本書は、物権・担保物権の1冊本として人気の本です。

私がオススメするということで、本書も淡々系の本です。2色刷りで、多少の図も入ってはいますが、基本的には、本文と判例の引用でまとめ上げていくタイプの本です。

(広義の)物権分野ってなかなか1冊本がなく*1、物権総則までを、内田民法Ⅰか佐久間民法(2)で学んで、担保物権を、道垣内先生や松井先生の本で学ぶ人が多いと思います。

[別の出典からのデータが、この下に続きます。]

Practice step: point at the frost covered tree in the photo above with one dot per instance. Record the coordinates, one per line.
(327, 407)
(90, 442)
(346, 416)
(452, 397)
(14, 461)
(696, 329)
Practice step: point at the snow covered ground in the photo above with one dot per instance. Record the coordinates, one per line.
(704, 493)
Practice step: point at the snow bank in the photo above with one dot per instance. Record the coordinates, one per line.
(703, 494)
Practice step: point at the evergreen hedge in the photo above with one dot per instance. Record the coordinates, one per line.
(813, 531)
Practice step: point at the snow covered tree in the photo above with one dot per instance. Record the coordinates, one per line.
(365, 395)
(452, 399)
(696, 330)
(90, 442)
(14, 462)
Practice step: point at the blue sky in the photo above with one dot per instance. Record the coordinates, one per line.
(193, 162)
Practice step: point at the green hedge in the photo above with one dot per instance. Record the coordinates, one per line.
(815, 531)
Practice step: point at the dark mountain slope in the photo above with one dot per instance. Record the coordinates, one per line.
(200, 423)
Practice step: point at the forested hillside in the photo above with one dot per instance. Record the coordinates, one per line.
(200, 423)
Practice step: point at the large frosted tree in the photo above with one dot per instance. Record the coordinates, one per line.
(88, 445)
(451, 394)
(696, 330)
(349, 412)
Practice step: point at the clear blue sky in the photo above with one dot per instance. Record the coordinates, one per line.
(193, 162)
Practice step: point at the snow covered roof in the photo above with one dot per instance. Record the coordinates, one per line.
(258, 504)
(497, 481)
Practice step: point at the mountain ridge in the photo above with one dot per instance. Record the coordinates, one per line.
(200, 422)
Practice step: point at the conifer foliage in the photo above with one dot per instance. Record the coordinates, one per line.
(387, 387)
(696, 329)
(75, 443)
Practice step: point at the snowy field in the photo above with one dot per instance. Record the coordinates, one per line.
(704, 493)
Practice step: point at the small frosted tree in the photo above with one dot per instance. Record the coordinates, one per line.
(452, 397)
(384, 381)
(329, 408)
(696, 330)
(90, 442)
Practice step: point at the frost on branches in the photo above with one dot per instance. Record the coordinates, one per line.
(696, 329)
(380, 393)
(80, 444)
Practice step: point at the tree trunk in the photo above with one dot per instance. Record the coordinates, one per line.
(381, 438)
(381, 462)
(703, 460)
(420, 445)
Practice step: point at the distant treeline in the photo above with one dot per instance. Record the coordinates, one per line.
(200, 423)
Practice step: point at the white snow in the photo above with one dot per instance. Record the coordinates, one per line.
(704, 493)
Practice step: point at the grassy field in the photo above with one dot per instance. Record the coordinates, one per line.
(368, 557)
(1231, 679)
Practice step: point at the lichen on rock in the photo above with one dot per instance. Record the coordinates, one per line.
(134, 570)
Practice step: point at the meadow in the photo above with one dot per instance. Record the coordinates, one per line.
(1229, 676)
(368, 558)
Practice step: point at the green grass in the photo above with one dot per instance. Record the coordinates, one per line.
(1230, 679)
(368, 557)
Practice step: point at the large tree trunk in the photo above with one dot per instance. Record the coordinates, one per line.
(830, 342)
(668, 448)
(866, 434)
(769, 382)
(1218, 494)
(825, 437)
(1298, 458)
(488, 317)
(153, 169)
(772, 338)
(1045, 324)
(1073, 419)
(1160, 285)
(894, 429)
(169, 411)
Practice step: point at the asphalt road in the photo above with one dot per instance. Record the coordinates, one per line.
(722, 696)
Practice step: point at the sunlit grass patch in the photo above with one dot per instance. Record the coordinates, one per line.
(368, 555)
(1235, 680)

そうすると、結構なボリュームになって、パンクしてしまうんですよね……

そんなときに、本書のような1冊本でサクッと済ませてしまうのは一つの手だと思います。

本書は、文章が若干古めかしい(?)ことを除けば、特にデメリットはありません。判例・通説をおさえたスタンダードな基本書です。

物権で基本書に迷ったら、ぜひ一度読んでみてください。

*1:一応、山野目先生の本がありますが、414ページと若干薄めです。